/LMDatabase

Primary LanguagePythonOtherNOASSERTION

LMDatabase

A simple Python interface for LMDB databases.


Summary

  1. Getting Started
  2. Reading from a Database
  3. How Does It Work
  4. Specific Databases
  5. Creating a PyTorch Dataset
  6. Writing Databases
  7. Going Further

Getting Started

Install the following packages to your environment:

pip install lmdb Pillow

Reading from a Database

The Database class mimics Python's dict structure, with the exception that is read-only.

from database import Database

database = Database(path=f"/path/to/database")

# To iterate through the keys of the database.
for key in database:
    value = database[key]

# To retrieve one value. 
key = database.keys[69]
value = database[key]

# To retrieve a several values at once. (Similar to numpy.array mechanics). 
keys = database.keys[69:420]
values = database[keys]

How Does It Work

LMDB operates with binary data for both keys and values to maintain its extremely high performance and memory efficiency.

Look at the method _fetch():

  1. An lmdb.Transaction handle is instantiated.
  2. An lmdb.Cursor object is created.
  3. The key is encoded with key = fencode(key).
  4. The binary value is retrieved with value = cursor.get(key).
  5. The value is decoded with value = fdecode(value).

By default, Database uses pickle to encode keys and decode values.


Specific Databases

Several sub-classes exist already, ImageDatabase, LabelDatabase, ArrayDatabase, TensorDatabase.

Example:

from database import ImageDatabase

database = ImageDatabase(path=f"/path/to/image/database")

# To retrieve one image. 
key = database.keys[69]
value = database[key]  # <- This is a PIL.Image.

# To retrieve a several values at once. (Similar to numpy.array's mechanics). 
keys = database.keys[69:420]
values = database[keys]  # <- This is a list of PIL.Image.

Important!

If you have specific needs in terms of I/O, you only have to sub-class _fdecode(), its behaviour should mimic behaviour opening a regular file, excepted that this one is binary.

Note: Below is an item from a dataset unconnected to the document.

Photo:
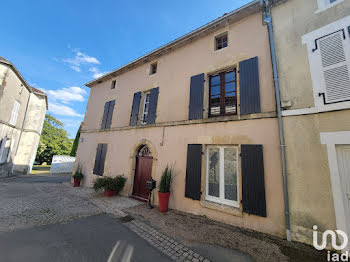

Creating a PyTorch Dataset

Integrating Databases with PyTorch looks like this.

from typing import Union
from torch.utils.data import Dataset
from pathlib import Path
from database import ImageDatabase, LabelDatabase


class MyDataset(Dataset):
    def __init__(self, path: Union[str, Path], transform=None):
        if not isinstance(path, Path):
            path = Path(path)
            
        images = path / f"Images.lmdb"
        labels = path / f"Labels.lmdb"
        
        self.images = ImageDatabase(path=images)
        self.labels = LabelDatabase(path=labels)
        self.keys = self._keys()
        self.transform = transform
    
    def _keys(self):
        # We assume that the keys are the same for the images and the labels.
        # Feel free to do something else if you fancy it.
        keys = sorted(set(self.images.keys).intersection(self.labels.keys))
        return keys
    
    def __len__(self):
        return len(self.keys)
    
    def __getitem__(self, item):
        key = self.keys[item]
        data = {
            "image": self.images[key],
            "label": self.labels[key]
        }
        if self.transform:
            data = self.transform(data)
        return data

Writing Databases

python write_image_database.py --src_images SRC_IMAGES
                               --extension EXTENSION 
                               --dst_database DST_DATABASE
python write_label_database.py --src_labels SRC_LABELS 
                               --dst_database DST_DATABASE

Going Further

  • Feel free to tailor the scripts for writing databases to suit your use-case/needs.
  • You are strongly encouraged to read the LMDB docs, they're straightforward and simple.
  • If you have questions, make sure to read the manual first.